Araibi touched down in Australia today to a hero’s welcome, a sign of how many people campaigned for his freedom after he spent three months detained in Bangkok.
Hours after the threat of extradition to Bahrain was lifted, the refugee footballer said “thanks to Australia” and that “it’s amazing to see all of the people here and all of the Australian people and all of the media who supported me.”
Former Australia national team captain Foster, who has been leading the campaign for Araibi’s release, was by the player’s side on his return.
But Foster questioned the role of Interpol after Thailand’s Foreign Ministry said last week that Araibi was detained because Australian authorities had forwarded them an Interpol Red Notice that Bahrain was seeking his arrest. Australian police acknowledged doing so, but there have been questions raised about why the Red Notice appeared to have been issued just before Araibi departed, and whether Bahraini authorities had been tipped off about his travel plans.
“This concept of countries using the Red Notice in order to try to refoul [force the return of] people that they want to return for nefarious reasons has now become a very serious issue and it is something that we’ll be taking up in the coming months,” Foster said.
Opposition foreign affairs spokeswoman Penny Wong said senators will quiz Australian bureaucrats at committee hearings next week about why the system had failed Araibi.
“I’d encourage the government to be upfront about this,” Wong said. “I think the Australian community does want to know how this occurred and we do need to consider whether the system is fit-for-purpose.”
Guy Goodwin-Gill, a University of New South Wales expert on international law, said both Australia and Interpol had mishandled al-Araibi’s case.

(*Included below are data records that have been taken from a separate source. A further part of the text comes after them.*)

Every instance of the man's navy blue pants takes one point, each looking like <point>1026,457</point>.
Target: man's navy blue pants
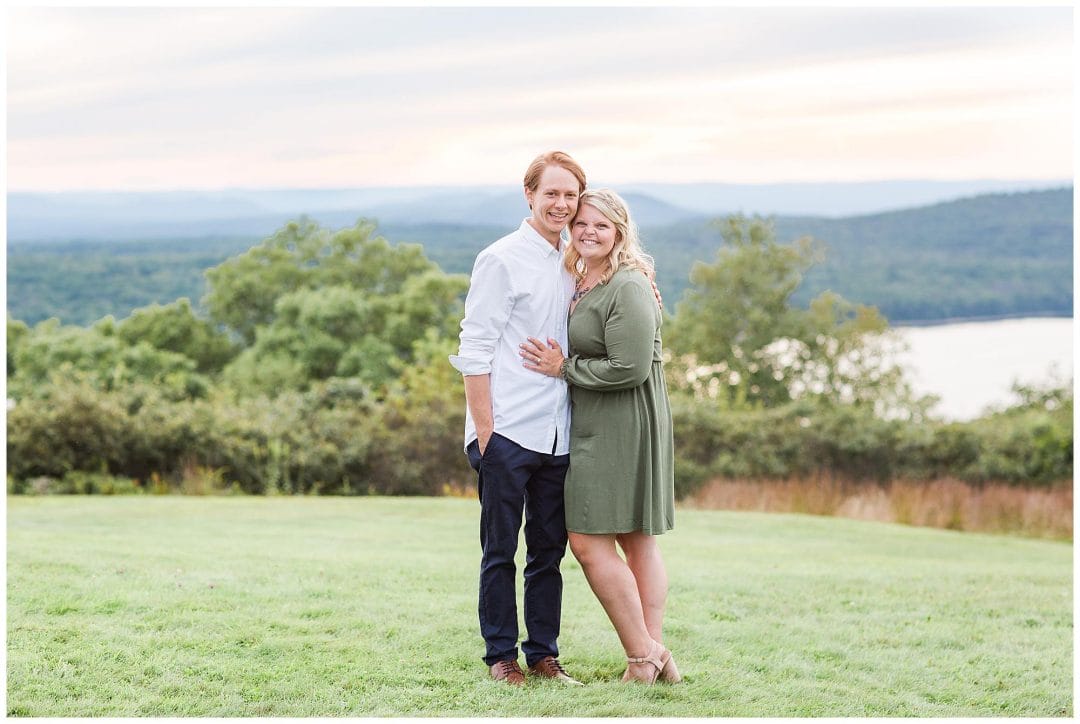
<point>510,478</point>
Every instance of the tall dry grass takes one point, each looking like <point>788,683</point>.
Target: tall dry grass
<point>945,503</point>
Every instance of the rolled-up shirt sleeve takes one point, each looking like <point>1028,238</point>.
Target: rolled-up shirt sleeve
<point>629,333</point>
<point>487,310</point>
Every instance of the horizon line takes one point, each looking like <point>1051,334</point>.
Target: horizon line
<point>207,189</point>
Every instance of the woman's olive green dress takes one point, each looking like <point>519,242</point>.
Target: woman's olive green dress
<point>621,477</point>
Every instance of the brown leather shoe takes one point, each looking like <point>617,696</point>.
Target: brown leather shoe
<point>550,668</point>
<point>509,671</point>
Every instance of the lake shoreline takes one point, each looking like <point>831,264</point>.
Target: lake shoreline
<point>966,320</point>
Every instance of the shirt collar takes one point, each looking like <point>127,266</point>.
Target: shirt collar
<point>534,237</point>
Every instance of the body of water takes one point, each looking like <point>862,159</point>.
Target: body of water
<point>972,365</point>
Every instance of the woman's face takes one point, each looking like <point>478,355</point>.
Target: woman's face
<point>593,235</point>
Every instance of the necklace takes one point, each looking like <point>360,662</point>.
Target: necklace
<point>581,290</point>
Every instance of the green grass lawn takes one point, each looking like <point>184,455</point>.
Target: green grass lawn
<point>188,606</point>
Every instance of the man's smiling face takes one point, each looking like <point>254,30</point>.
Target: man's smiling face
<point>553,202</point>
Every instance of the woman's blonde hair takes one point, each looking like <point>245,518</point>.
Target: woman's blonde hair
<point>628,250</point>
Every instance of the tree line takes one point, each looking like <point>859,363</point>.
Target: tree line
<point>320,366</point>
<point>991,255</point>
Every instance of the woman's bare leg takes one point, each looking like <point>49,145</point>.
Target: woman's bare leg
<point>650,575</point>
<point>613,585</point>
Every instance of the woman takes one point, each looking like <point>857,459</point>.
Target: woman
<point>620,485</point>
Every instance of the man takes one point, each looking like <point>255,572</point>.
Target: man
<point>517,421</point>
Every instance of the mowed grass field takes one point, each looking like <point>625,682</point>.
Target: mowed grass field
<point>199,606</point>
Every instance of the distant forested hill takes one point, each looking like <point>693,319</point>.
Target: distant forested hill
<point>989,255</point>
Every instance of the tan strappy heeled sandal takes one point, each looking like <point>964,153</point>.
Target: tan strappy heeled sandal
<point>662,662</point>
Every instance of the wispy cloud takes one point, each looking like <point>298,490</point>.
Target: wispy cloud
<point>198,97</point>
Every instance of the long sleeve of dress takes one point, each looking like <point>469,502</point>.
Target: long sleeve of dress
<point>630,330</point>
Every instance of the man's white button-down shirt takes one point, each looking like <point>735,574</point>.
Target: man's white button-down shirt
<point>518,290</point>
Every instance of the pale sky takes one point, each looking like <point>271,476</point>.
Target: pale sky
<point>279,97</point>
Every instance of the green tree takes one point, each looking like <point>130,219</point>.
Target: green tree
<point>174,327</point>
<point>244,290</point>
<point>50,351</point>
<point>738,338</point>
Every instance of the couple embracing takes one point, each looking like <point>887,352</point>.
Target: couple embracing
<point>602,477</point>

“What should have been flagged first and foremost here in Australia is this man is a recognised refugee with asylum in Australia.
“He has to be protected and therefore either his travel should not have been flagged or he should have been warned that there was a red notice against him and then steps could have been taken to have that red notice cancelled.
“We’re told that the referral of travel plans was automatic. Well it shouldn’t be automatic, quite clearly, there should be some human intervention in the sense that someone needs to review the basis on which this red notice was issued and check whether the individual in question is a recognised refugee.”
Officials in Bahrain said the country “reaffirms its right to pursue all necessary legal actions against” Araibi.
The return of Araibi closes the latest chapter of his jailing.
Araibi, a former Bahraini national team player, says he fled Bahrain due to political repression and that he fears torture if he returns.
He was detained at the request of Bahrain relayed through Interpol upon his arrival in Bangkok in November while on a honeymoon with his wife.
Thailand had come under great pressure from Australia’s government, sporting bodies and human rights groups to send Araibi back to Australia, where he has refugee status and plays semi-professional football.
“Something of this magnitude doesn’t happen without an incredible team behind, and there’s been an amazing coalition of people, right from around the world,” said Foster today.
Prime Minister Scott Morrison, who wrote twice to his Thai counterpart Prayuth Chan-ocha in a bid to secure al-Araibi’s freedom, thanked Australians as well as Thai authorities.
“I want to thank all Australians for their support in achieving this outcome,” Morrison tweeted.
“We are grateful to the Thai government and thank them for the way they have engaged with us to enable Hakeem to return to Australia,” he added.